Children at the Kingsway primary in Goole, East Yorkshire, the IoS's beacon school, were overjoyed when they found out they were to be given exotic perennials such as fuchsias and hostas, as well as alpine strawberries and fruit trees from the landscape gardening manufacturer Marshalls. The donated plants graced the company's Chelsea Flower Show silver-gilt award-winning garden and were passed on to the school after the company heard about the IoS campaign.
The school gardens were relatively barren, with only grass and a patio to call outdoor features, before the campaign began. Recently pupils and staff had begun to plant seeds and had been harvesting fruit and vegetables after signing up to our scheme. And this weekend they were given a further boost when the gardens were turned into lush and delightful outdoor spaces as Marshalls staff bedded in £3,500-worth of plants, with the help of some of the pupils.
The school's head teacher, Liam Jackson, said: "Two big lorry-loads of plants arrived this week. It was fantastic. We had a staff training day that day and we all stopped to see what had turned up. There were two huge trees and the lorries were full with plants.

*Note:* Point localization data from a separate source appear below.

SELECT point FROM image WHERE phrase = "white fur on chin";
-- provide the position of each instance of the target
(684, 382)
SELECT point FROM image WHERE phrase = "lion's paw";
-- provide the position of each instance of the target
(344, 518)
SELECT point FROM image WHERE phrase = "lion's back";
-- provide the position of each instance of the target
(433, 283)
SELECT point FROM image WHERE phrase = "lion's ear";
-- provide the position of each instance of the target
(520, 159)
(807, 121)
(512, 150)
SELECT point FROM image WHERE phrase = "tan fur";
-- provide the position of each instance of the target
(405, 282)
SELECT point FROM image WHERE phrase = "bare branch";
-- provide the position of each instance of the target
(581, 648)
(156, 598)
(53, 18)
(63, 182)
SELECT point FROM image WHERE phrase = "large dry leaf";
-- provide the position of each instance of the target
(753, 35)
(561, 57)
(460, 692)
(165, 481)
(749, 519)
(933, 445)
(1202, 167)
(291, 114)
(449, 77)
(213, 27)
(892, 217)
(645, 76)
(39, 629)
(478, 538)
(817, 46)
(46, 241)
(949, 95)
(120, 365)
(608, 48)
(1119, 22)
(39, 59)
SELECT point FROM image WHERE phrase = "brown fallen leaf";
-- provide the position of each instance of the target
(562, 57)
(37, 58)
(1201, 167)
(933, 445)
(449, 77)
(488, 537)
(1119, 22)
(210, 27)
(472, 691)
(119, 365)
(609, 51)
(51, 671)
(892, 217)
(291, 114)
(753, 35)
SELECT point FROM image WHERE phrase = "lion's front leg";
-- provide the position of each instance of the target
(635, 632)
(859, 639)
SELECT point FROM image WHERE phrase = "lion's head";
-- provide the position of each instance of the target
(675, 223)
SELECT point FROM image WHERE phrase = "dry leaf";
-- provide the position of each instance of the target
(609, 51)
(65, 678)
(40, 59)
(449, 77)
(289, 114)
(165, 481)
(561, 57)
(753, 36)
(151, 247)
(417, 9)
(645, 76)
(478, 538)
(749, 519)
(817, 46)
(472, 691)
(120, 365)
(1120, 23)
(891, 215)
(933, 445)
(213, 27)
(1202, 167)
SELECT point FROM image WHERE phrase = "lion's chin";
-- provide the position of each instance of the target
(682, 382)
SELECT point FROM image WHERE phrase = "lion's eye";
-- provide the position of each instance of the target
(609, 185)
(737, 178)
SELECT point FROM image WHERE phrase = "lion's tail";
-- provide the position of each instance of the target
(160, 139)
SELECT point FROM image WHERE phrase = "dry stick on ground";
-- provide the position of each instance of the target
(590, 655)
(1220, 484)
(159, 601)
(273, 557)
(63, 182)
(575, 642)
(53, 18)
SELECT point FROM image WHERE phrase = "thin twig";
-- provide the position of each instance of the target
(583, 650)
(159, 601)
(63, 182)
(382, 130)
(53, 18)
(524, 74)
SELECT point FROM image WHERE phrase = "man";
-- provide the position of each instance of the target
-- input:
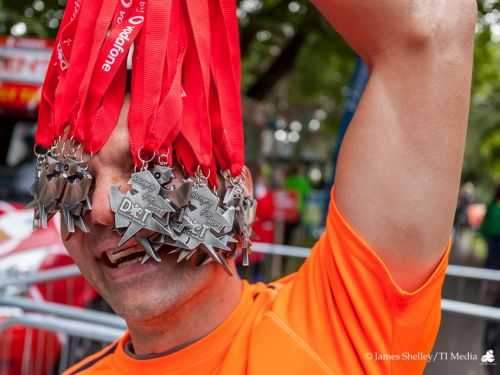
(370, 290)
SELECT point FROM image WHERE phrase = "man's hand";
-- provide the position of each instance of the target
(399, 167)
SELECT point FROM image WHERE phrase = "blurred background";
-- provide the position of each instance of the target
(301, 86)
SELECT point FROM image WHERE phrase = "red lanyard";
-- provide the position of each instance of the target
(225, 105)
(46, 132)
(87, 33)
(184, 97)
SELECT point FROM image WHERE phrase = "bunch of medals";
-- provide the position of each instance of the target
(62, 183)
(189, 219)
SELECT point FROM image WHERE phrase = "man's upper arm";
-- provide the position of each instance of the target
(399, 166)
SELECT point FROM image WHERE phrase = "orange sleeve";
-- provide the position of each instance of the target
(344, 303)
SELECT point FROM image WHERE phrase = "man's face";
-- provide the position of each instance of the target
(134, 291)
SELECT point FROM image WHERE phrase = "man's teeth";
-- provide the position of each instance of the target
(129, 262)
(115, 255)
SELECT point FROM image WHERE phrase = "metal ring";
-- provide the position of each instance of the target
(164, 156)
(39, 154)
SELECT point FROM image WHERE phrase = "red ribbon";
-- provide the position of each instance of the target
(185, 96)
(101, 84)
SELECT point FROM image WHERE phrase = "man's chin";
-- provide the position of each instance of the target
(161, 289)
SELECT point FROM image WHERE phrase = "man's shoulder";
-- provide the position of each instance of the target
(95, 363)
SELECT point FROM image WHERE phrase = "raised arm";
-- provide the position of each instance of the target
(399, 167)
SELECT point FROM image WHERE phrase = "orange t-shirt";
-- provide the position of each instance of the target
(341, 313)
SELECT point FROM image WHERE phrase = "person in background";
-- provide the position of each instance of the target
(490, 229)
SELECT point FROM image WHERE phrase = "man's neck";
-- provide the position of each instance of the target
(192, 321)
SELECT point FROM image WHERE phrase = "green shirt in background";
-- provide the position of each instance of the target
(301, 185)
(490, 226)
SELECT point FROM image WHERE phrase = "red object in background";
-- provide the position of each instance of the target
(286, 205)
(23, 63)
(30, 350)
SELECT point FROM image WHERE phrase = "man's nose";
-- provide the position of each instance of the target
(101, 213)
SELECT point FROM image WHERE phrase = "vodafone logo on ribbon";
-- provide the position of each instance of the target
(126, 3)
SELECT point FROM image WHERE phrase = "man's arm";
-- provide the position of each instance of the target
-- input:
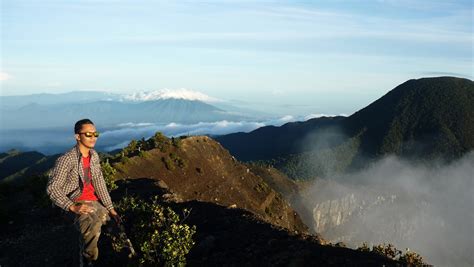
(55, 188)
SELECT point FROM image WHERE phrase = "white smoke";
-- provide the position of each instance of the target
(427, 208)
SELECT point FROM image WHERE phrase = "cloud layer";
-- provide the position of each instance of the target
(182, 93)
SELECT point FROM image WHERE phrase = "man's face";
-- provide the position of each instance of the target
(82, 139)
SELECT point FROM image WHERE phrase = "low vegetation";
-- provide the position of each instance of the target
(159, 234)
(409, 258)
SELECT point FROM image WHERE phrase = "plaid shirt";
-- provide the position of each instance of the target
(67, 176)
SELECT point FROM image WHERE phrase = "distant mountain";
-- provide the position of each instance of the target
(112, 113)
(425, 118)
(240, 219)
(428, 117)
(16, 165)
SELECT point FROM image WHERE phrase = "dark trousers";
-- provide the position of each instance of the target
(89, 226)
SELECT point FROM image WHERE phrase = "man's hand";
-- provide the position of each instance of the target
(115, 216)
(81, 209)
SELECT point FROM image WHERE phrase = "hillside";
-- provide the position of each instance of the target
(239, 218)
(420, 119)
(15, 165)
(200, 169)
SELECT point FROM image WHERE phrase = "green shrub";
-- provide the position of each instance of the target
(168, 163)
(409, 258)
(158, 233)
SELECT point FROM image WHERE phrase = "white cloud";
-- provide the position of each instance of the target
(4, 76)
(182, 93)
(319, 115)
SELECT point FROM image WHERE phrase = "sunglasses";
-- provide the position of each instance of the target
(90, 134)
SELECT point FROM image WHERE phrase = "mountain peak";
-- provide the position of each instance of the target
(162, 94)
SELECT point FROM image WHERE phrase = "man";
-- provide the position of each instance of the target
(77, 185)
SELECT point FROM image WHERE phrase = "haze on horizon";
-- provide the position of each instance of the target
(332, 57)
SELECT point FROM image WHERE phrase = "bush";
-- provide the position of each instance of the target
(168, 163)
(158, 232)
(390, 251)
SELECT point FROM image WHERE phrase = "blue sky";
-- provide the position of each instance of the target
(308, 56)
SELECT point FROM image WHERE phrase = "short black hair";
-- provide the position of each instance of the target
(78, 125)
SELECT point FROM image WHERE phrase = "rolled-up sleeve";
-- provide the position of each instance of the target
(101, 187)
(57, 181)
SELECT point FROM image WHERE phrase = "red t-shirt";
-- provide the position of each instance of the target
(88, 192)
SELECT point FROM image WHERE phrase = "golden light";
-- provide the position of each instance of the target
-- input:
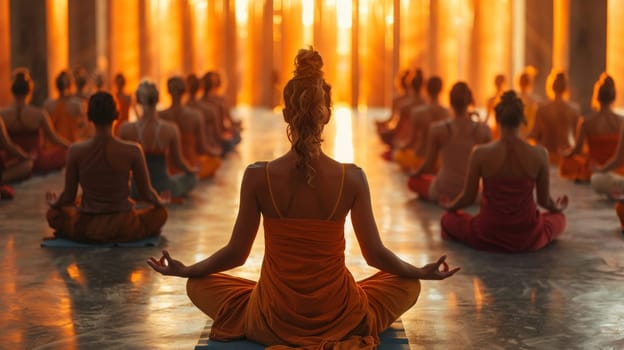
(343, 139)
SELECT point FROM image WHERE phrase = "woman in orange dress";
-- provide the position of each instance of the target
(599, 132)
(30, 127)
(510, 169)
(102, 166)
(195, 148)
(305, 296)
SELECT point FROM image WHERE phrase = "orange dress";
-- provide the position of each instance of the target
(105, 213)
(206, 164)
(305, 297)
(601, 149)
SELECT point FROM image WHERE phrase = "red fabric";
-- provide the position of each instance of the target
(508, 220)
(420, 184)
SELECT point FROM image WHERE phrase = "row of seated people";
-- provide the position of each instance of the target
(442, 166)
(45, 139)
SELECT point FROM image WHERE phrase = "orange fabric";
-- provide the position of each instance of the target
(64, 122)
(207, 165)
(601, 149)
(305, 297)
(108, 227)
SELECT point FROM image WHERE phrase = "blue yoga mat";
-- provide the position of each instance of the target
(66, 243)
(393, 338)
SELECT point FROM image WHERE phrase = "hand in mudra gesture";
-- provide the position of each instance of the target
(438, 270)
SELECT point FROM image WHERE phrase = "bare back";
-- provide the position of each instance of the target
(294, 198)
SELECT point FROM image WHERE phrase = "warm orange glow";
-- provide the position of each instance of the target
(5, 50)
(615, 44)
(561, 34)
(478, 293)
(57, 29)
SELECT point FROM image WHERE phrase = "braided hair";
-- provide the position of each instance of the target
(307, 109)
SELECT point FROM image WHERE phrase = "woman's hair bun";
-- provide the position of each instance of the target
(308, 64)
(510, 110)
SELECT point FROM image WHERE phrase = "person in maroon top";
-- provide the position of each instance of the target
(101, 166)
(28, 126)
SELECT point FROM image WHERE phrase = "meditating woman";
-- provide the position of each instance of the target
(556, 121)
(15, 164)
(159, 139)
(195, 148)
(26, 125)
(600, 131)
(510, 168)
(452, 140)
(102, 167)
(305, 296)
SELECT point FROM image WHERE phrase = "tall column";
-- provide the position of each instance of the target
(82, 34)
(539, 40)
(5, 52)
(588, 47)
(28, 43)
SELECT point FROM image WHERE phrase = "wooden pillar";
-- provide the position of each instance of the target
(5, 52)
(82, 34)
(539, 40)
(29, 43)
(588, 47)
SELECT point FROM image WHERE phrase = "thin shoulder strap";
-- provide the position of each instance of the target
(266, 167)
(339, 194)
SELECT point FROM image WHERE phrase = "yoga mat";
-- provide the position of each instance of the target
(392, 338)
(66, 243)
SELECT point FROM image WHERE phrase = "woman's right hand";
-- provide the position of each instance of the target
(432, 271)
(168, 266)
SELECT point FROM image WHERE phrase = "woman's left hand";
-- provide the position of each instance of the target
(438, 270)
(166, 265)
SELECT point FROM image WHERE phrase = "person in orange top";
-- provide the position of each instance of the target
(30, 127)
(411, 154)
(195, 148)
(452, 141)
(210, 113)
(101, 166)
(124, 101)
(65, 111)
(305, 297)
(556, 121)
(15, 164)
(599, 131)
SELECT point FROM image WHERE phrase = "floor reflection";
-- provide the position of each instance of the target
(567, 296)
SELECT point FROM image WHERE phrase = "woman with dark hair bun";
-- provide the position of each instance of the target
(452, 140)
(305, 297)
(599, 130)
(27, 126)
(159, 138)
(510, 169)
(102, 166)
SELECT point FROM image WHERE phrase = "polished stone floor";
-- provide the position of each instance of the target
(567, 296)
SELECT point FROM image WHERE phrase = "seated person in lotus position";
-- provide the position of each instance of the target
(159, 139)
(599, 131)
(556, 121)
(510, 168)
(15, 164)
(195, 148)
(452, 140)
(411, 154)
(26, 125)
(305, 296)
(102, 167)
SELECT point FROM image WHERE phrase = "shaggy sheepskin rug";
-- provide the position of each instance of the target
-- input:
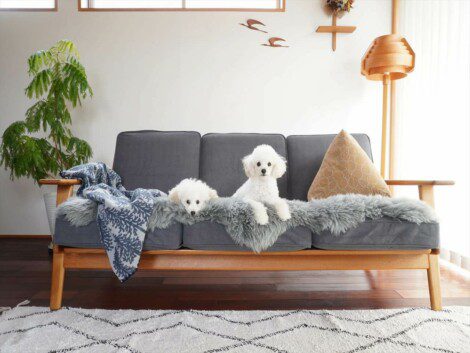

It was a great day for both teachers and children."
An Ofsted report last year gave Kingsway school, which has 357 pupils, a "satisfactory" rating in an area of "considerable deprivation", but praised Mr Jackson, who arrived only six months earlier, for his "clear and direct leadership". Mr Jackson is determined to raise academic standards at the school and believes healthy eating and a good understanding of where food comes from are a good way to begin improving standards.
"The kids love doing it, which is the most important thing, especially trying the fresh food they have grown. Even the little ones join in – it's great," he said.
Prior to the Marshalls delivery, the school had been busy planting seeds and a community garden has been built, which Kingsway shares with a neighbouring school. The garden, which is filled with waterfalls and colourful flowers, was developed to give the children somewhere to visit to enjoy the benefits of their hard work.
Radishes, spinach and cabbage are just some of the self-grown vegetables the children have been tasting in their classrooms each morning after they have harvested the crops.
One pupil, Georgia Mason, 10, said: "I like our vegetables because they do not have all the additives in them that ones from supermarkets have. They are organic because they are fresh from our garden."
"I love garden club it's the best part of the week," said Sam Hayes, also 10. "At home now we grow garlic, onions and flowers. I will grow lots of vegetables and fruit when I grow up."
This weekend also saw the number of schools backing the campaign break the 1,000 mark. The scheme, working with the Royal Horticultural Society, has signed up 1,062 schools, representing around 212,000 pupils across the country.
Top prizes for your best plant photos
Last weekend The Independent on Sunday launched a photography competition to complement our Let Children Grow campaign, which aims to encourage pupils to become involved in gardening. Since April, when we launched the campaign with the Royal Horticultural Society, 1,062 schools have signed up, representing more than 212,000 children. Now we are asking them to show us the fruits of their labours. Parents or teachers, simply email us the best photograph by a child of your school's space – whether it is a garden, allotment or window-box – at email@example.com
The competition will run until the end of the month, and our expert panel will announce the winner and two runners-up in the edition of Sunday 5 July. First prize, kindly offered by Jessops and Marshalls, is a Sony Cybershot DSC-W290, 12.1 megapixel (rrp £239) for your school, plus three Woodstone Planter Kits consisting of 12 sleepers and four return and two intermediate posts. Second prize, donated by Marshalls, is two Woodstone Planter Kits, and third prize one Woodstone Planter Kit.
Terms and conditions
Closing date for the competition is 30 June 2009. Winning photo and runners-up will be announced in the paper on Sunday 5 July 2009. The planter kits are provided as materials only and do not include installation of other materials. All prizes will be delivered free of charge. Prizes cannot be exchanged for cash alternatives. A full set of terms and conditions can be found online at independent.co.uk/legal.